Today, June 20th 2024 we got paged because of MariaDB Replica lag on the s1 cluster, on db1206.
The configured threshold for paging is 300 seconds and the actual value was 300.70 seconds. Ever so slightly above the limit.
Shortly after the issue resolved itself without manual intervention.

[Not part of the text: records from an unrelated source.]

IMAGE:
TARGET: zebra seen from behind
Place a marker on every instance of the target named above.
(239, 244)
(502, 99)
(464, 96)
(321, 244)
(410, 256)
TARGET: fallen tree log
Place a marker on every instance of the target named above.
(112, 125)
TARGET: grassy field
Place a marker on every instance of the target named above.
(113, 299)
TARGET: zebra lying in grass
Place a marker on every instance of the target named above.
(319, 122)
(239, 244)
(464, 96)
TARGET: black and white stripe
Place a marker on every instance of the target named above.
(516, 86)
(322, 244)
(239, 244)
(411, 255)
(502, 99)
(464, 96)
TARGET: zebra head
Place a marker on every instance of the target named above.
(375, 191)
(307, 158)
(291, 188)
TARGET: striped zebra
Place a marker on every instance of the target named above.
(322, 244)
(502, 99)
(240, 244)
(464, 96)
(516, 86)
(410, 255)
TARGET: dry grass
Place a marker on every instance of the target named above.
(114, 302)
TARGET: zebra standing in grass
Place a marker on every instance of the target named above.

first investigation by DBA showed:
18:50 < Amir1> db1206 starts lagging a lot when dumps start, something in the query is either wrong or it bombard the replica. Either way, it needs to be investigated. 18:55 < Amir1> > | 236130644 | wikiadmin2023 | 10.64.0.157:37742 | enwiki | Query | 1 | Creating sort index | SELECT /* WikiExporter::dumpPages */ /*! .. STRAIGHT_JOIN */ re
Notification Type: PROBLEM
Service: MariaDB Replica Lag: s1 #page
Host: db1206 #page
Address: 10.64.16.89
State: CRITICAL
Date/Time: Thu Jun 20 18:15:09 UTC 2024
Notes URLs: https://wikitech.wikimedia.org/wiki/MariaDB/troubleshooting%23Depooling_a_replica
Acknowledged by :
Additional Info:
CRITICAL slave_sql_lag Replication lag: 300.70 seconds
The query:
SELECT /* WikiExporter::dumpPages */ /*! STRAIGHT_JOIN */ rev_id,rev_page,rev_actor,actor_rev_user.actor_user AS `rev_user`,actor_rev_user.actor_name AS `rev_user_text`,rev_timestamp,rev_minor_edit,rev_deleted,rev_len,rev_parent_id,rev_sha1,comment_rev_comment.comment_text AS `rev_comment_text`,comment_rev_comment.comment_data AS `rev_comment_data`,comment_rev_comment.comment_id AS `rev_comment_cid`,page_namespace,page_title,page_id,page_latest,page_is_redirect,page_len,slot_revision_id,slot_content_id,slot_origin,slot_role_id,content_size,content_sha1,content_address,content_model FROM `revision` JOIN `page` ON ((rev_page=page_id)) JOIN `actor` `actor_rev_user` ON ((actor_rev_user.actor_id = rev_actor)) JOIN `comment` `comment_rev_comment` ON ((comment_rev_comment.comment_id = rev_comment_id)) JOIN `slots` ON 20:58 ((slot_revision_id = rev_id)) JOIN `content` ON ((content_id = slot_content_id)) WHERE (page_id >= 673734 AND page_id < 673816) AND ((rev_page > 0 OR (rev_page = 0 AND rev_id > 0))) ORDER BY rev_page ASC,rev_id ASC LIMIT 50000
In addition, dumps generation for english wikipedia also caused network saturation in eqiad:
<Amir1> yup it's dumps: https://grafana.wikimedia.org/d/000000377/host-overview?orgId=1&var-server=snapshot1012&var-datasource=thanos&var-cluster=dumps&from=1719089686711&to=1719101545535 <Amir1> it seems to be only snapshot1012 and that host has enwiki dump running
that had severe consequences including a full outage for editing that persisted for more than half an hour.